No talk-up this week. Just coming with the funny. But I will remind everyone to check out my new line of Post-It Notes with 3M.
Here are this week’s dad jokes, mom puns, funny tweets, memes, and plain old rants from other parents.
11-year-old: At school, we're doing a play called Guys and Dolls. It's set a really long time ago.
Me: Oh, really?
11: Yeah. Like the 1990s.
— James Breakwell, Exploding Unicorn (@XplodingUnicorn) December 9, 2021
My husband walked up behind me and complimented my perfume. When I turned around to thank him I realized he was talking about the new scented kitchen garbage bags
— Maryfairyboberry🧚🏻♀️ (@maryfairybobrry) December 9, 2021
My kids have SO many hobbies
Leaving cabinet doors open
Placing clothes directly outside of the basket
Wearing weather inappropriate clothing
Waiting until 9pm to tell me a project is due
Leaving turds in the toilet
The list goes on
— Professional Worrier (@pro_worrier_) December 7, 2021
My toddler asked if we took her with us when I went to the hospital to give birth to her in case you were wondering what youngest child syndrome looks like
— Real Life Mommy (@reallifemommy3) December 10, 2021
Accidentally put on a Christmas jazz playlist and now I can’t stop welcoming everyone to Pottery Barn.

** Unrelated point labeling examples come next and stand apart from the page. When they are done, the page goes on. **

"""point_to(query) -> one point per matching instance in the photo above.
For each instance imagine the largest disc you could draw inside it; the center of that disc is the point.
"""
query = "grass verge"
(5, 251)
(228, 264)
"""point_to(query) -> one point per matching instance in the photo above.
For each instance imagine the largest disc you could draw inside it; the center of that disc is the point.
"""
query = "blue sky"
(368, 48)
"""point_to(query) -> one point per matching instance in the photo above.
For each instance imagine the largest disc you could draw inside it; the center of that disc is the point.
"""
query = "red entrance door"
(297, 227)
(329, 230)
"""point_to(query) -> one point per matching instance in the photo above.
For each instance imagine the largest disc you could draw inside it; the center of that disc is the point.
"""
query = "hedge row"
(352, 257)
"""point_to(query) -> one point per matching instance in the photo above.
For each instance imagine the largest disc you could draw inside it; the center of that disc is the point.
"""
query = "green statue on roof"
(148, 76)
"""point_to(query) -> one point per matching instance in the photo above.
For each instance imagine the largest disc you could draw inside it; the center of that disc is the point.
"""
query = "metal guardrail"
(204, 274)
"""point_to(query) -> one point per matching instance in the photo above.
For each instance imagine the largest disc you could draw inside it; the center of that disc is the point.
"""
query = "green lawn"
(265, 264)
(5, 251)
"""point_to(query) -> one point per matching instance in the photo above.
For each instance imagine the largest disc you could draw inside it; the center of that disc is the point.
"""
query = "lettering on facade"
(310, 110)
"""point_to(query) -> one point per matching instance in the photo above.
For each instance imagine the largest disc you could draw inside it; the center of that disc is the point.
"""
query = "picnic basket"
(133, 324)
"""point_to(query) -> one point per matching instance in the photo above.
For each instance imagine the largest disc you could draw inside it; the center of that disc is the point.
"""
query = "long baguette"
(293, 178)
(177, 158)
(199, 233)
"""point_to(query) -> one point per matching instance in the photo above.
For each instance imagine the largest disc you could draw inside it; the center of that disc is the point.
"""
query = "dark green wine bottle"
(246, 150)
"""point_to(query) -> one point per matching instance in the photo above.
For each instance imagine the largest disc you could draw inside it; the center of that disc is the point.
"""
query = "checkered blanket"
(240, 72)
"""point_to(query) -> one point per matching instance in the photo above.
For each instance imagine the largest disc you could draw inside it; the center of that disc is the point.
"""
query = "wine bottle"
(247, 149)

— Simon Holland (@simoncholland) December 9, 2021
I never corrected my neighbor when she got my name wrong and now too much time has passed and it would just be easier to change my name tbh
— Mom Jeans (@momjeansplease) December 8, 2021
Explained what “paradise” meant to my 5 y/o and she said, “oh, like sleeping on marshmallows” so now I’m re-examining my life goals.
— NicholasG (@Dad_At_Law) December 9, 2021
I sent my 5 year old to go wash some apples for a snack. He walked up behind me a minute later and handed me one. I took a bite and turned around to ask where the others were. As I chewed, he pulled them from inside his underwear, which he'd used to carry them all back hands-free
— Henpecked Hal (@HenpeckedHal) December 6, 2021
I knew it was gonna be a long night when my 4yo said “I can’t sleep when my eyes are closed”
— Kevin The Dad (@kevinthedad) December 9, 2021
My husband and I had a few cocktails while we were out shopping and don’t remember what we bought the kids. I’m so excited to see what we got them on Christmas morning.
— Jingle Bell Jawbreaker 🎄 (@sixfootcandy) December 3, 2021
If you haven’t had sex in a long time, that’s called mourning wood
— Emily ™ (@emily_tweets) December 9, 2021
so many gems in this fake report card my 7yo made but omg pic.twitter.com/6vAMOywOXG
— Lil Bit 🌈 (@LizerReal) December 6, 2021
me: haha i love that ugly Christmas sweater!
her: this is just a Christmas sweater
me: this is why i don't talk to people.